The two documentaries that accompany the show reveal to us, with the powerful eye of the motion picture camera, something that very few human eyes have ever had a chance to see: the caterpillar suspended in its lofty, temporary grave, the cocoon, transforming itself into an inert chrysalis, and then emerging into the light in the perfect form of the butterfly; the wings are still unusable, weak, like crumpled tissue paper, but in a few moments they strengthen and extend, and the newborn insect takes flight. It’s a second birth, but at the same time it is a death: the creature that flew away is a psyche, a soul, and the torn cocoon that remains on the ground is the mortal remains. In the deeper layers of our consciousness, the butterfly with its agitated flight is a simple soul, a fairy, sometimes even a witch.

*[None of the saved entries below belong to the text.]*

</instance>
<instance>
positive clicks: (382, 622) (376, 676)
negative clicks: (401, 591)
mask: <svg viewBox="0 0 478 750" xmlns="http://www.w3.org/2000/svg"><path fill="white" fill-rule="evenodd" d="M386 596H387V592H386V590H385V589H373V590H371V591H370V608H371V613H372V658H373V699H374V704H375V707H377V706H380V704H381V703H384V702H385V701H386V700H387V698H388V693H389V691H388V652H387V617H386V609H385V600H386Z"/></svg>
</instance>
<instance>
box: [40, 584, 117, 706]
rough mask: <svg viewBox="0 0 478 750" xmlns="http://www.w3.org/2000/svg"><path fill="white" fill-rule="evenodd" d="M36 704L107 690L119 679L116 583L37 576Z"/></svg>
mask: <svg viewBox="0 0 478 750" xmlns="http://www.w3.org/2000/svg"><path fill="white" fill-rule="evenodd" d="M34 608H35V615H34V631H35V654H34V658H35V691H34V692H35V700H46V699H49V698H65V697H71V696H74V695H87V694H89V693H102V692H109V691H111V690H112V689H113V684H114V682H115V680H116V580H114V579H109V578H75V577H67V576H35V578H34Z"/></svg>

The strange name that the butterfly has in English harks back to an ancient northern belief that a butterfly is a sprite that steals butter and milk, or turns them sour; and Acherontia atropos, the large Mediterranean moth with the death’s-head pattern on the thorax, which Gozzano encountered in the villa of Signorina Felicita,1 is a damned soul, “which brings sorrow.” The wings that popular iconography attributes to fairies are not feathered bird wings but the translucent, ribbed wings of a butterfly.

The furtive visit of a butterfly, which Hermann Hesse describes on the last page of his diary, is an ambivalent annunciation, with the flavor of a serene foreshadowing of death. The aged thinker and author, in his Ticinese retreat, sees “something dark, silent, and ghostly” take flight: it is a rare butterfly, a brown-and-violet-winged Nymphalis antiopa, and it lands on his hand. “Slowly, like someone breathing easy, the beauty opened and shut its velvet wings, clinging to the back of my hand with its six fine legs; after a brief instant it vanished, before I even noticed its departure, in the great hot light.”

1. A reference to the poem “La signorina Felicita ovvero la felicità,” by Guido Gozzano (1883–1916).